10. The staff shared the following comments related to the Form N-MFP:
a) The staff noted that Item 27 requires the title or description of the security to
include the interest rate, coupon, and maturity.
b) The staff noted that Item 44 requires the adviser to identify illiquid securities,
which would include term repurchase agreements that extend beyond 5
business days.
c) The staff noted that Items 17 and 24 require that the yield needs to be entered
as a decimal point and not as a percentage (that is, if the yield is 13 percent,
“.13” should be entered rather than “13”). The system assumes the registrant
puts in the actual amount and will automatically adjust it to a percentage.
11. The staff provided an XBRL Update. Provisions for filing certain prospectus data
became effective January 1, 2011 and to date, over 800 filings have been received
using XBRL. The SEC has received numerous questions, which were summarized
into three themes:
a) Filing process - related to which form and how the filing should be made. As
advice on the filing process for XBRL, the staff reminded the panel that
registrants have an opportunity to perform a test filing before each actual
filing within EDGAR, which will allow the adviser to (1) put the XBRL
submission through EDGAR’s validation process and (2) preview the
submission to ensure data integrity and completeness.

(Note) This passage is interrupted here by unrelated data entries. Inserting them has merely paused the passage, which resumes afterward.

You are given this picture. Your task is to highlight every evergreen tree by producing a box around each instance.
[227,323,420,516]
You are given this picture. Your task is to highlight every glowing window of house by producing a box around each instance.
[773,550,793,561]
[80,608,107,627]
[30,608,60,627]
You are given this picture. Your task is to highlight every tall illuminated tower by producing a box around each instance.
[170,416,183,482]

b) The viewer – the staff noted this should be used as a tool and should not be
looked at as the end goal for XBRL. In utilizing the viewer, the adviser
should ensure that all data contained in the HTML version of the Risk/Return
Summary is in the XBRL filing. Advisers should also note that there are
certain limitations to the viewer, most of which relate to formatting, (such as,
indentation, bolding, underlines). Thus, in certain instances, the XBRL data
viewed in the viewer will not exactly match how it has been disclosed in its
HTML version.
c) Website postings - A fund is required to post what has been submitted to the
Commission as an XBRL filing to its website. If the fund does not have a
website, the SEC expects that it would be posted on the website from which
an investor obtains financial information or fund literature. Typically that
would be a website of the fund’s sponsor, distribution agent or another
appropriate third party.
The staff noted there is no time table currently as to when it will be mandatory to
include the Schedule of Investments as an XBRL submission. The staff
encouraged users to submit any XBRL-related questions via email to Askoid@sec.gov.

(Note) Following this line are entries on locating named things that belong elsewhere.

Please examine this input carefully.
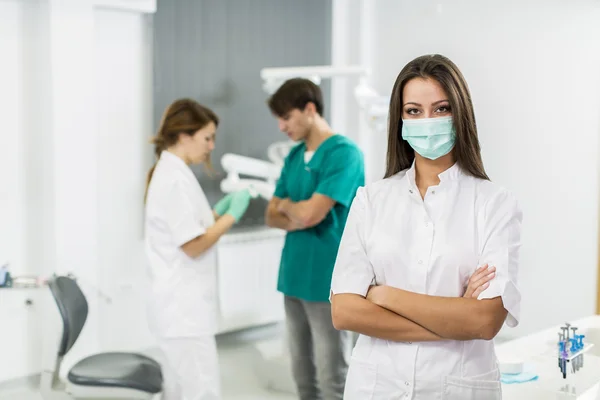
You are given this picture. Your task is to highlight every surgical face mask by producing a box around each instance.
[402,117,456,160]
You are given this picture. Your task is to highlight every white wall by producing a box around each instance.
[94,9,153,349]
[334,0,600,335]
[0,0,155,382]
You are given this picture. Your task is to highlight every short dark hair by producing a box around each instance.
[268,78,323,117]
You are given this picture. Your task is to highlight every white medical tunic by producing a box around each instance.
[145,151,217,338]
[332,164,521,400]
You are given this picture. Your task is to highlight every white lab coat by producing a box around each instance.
[332,164,521,400]
[145,151,219,400]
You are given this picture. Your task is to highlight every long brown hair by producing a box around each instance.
[385,54,489,180]
[144,99,219,201]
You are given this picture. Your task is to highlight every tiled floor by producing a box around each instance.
[0,326,295,400]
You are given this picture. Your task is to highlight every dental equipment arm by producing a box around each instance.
[367,286,508,340]
[278,193,335,228]
[221,153,281,201]
[265,197,303,232]
[331,293,443,342]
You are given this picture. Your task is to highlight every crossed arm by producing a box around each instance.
[266,193,335,232]
[332,268,507,341]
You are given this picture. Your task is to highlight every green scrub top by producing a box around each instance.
[274,135,365,302]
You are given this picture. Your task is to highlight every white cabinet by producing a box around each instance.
[217,228,285,333]
[0,289,44,382]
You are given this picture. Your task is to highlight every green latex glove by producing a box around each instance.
[226,189,252,222]
[213,193,233,215]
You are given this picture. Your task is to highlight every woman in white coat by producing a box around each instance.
[145,99,250,400]
[331,55,522,400]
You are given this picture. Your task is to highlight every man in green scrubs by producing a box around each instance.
[266,78,365,400]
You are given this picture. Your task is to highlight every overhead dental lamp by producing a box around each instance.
[260,65,368,94]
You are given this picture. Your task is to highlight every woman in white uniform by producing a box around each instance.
[145,99,250,400]
[332,55,522,400]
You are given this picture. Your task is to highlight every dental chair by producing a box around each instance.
[40,276,163,400]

12. The EP members and staff continued to discuss consolidation of nonregistered
investment companies (including special-purpose vehicles) by BDCs. The staff has
requested advisers and accounting firms to consult with the SEC, as necessary, with
specific fact patterns.
13. The EP members and the staff discussed BDCs which are being formed through
contribution of an existing private fund portfolio, or portions of multiple portfolios,
upon launch. The issue has arisen regarding what information should be included in
the registration statement and what pro-forma information should be provided. The
staff indicated that the appropriate disclosures may vary depending on facts and
circumstances and advisers should consult with the SEC, as necessary.

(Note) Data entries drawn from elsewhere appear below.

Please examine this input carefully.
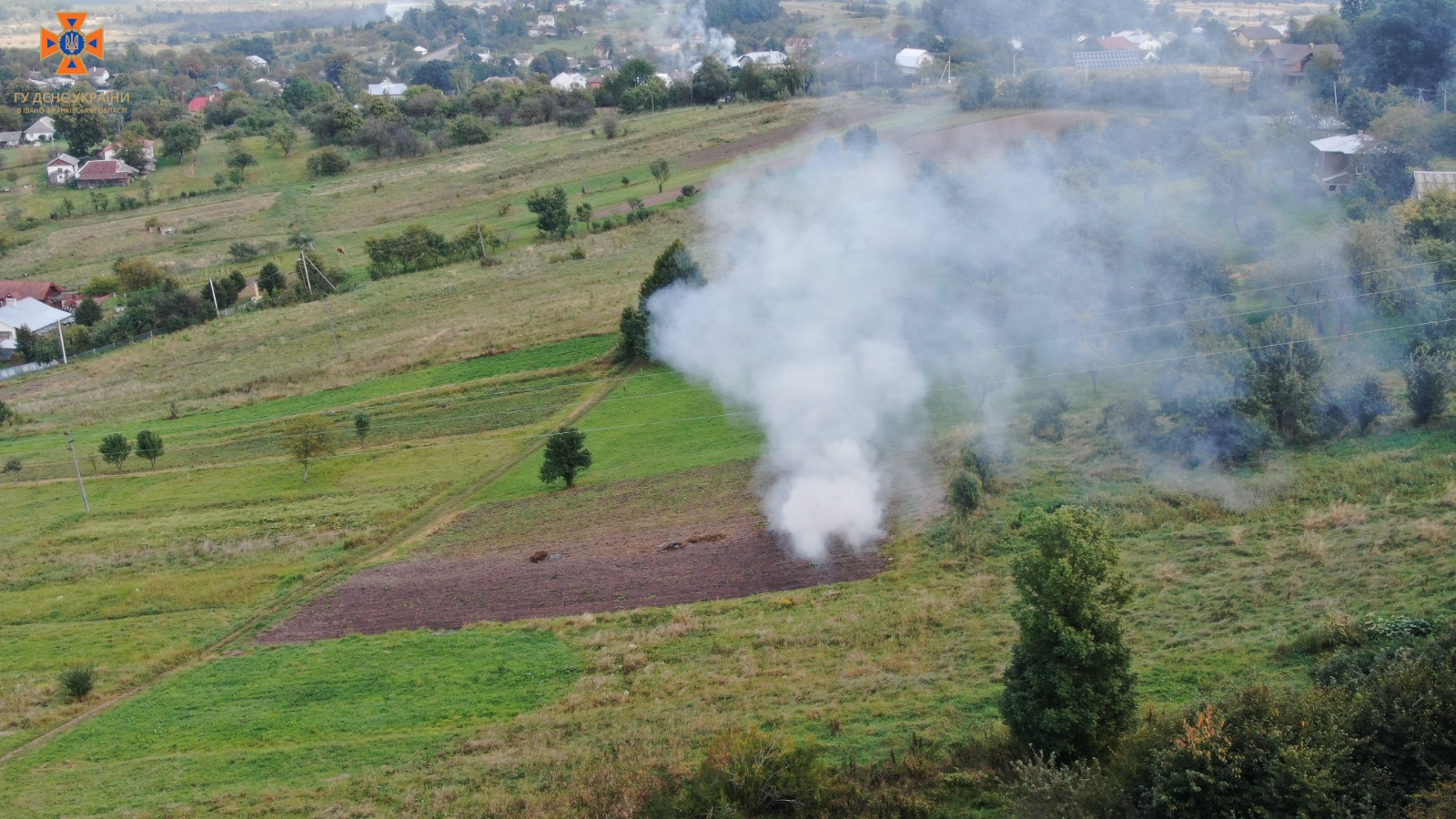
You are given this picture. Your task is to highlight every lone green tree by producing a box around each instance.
[646,159,672,194]
[617,239,703,361]
[282,415,338,480]
[526,188,571,239]
[76,296,100,327]
[258,262,288,296]
[1243,310,1325,443]
[136,430,163,470]
[162,119,202,165]
[96,433,131,472]
[1000,506,1136,763]
[541,427,592,490]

14. The staff described how the SEC and CFTC are meeting to discuss proposed CFTC
rules (for example, Rule 4.5 proposal that impacts RICs, including proposal to rescind
sections 4.13(a)(3) and (a)(4) exemptions from registration as a commodity pool
operator (CPO)). Currently, the CFTC exempts RICs from registration with the
CFTC, but under the proposed rules, certain funds and advisers may also be required
to register with the CFTC as CPOs. The SEC acknowledged there were some
disclosure and reporting requirements in the proposed rules that would be duplicative
and conflicting, thus the SEC is working with the CFTC to mitigate these conflicting
or duplicative requirements.
15. The staff discussed the article “SEC Looks for Ways to Improve Fund Shareholder
Reports” published on Ignites.com on April 28, 2011. The article describes testimony
of Lori Schock, Director of the SEC Office of Investor Education and Advocacy, on
gathering feedback from investors on what types of information is useful, whether
disclosure in fund shareholder reports is adequate, and how it can be improved.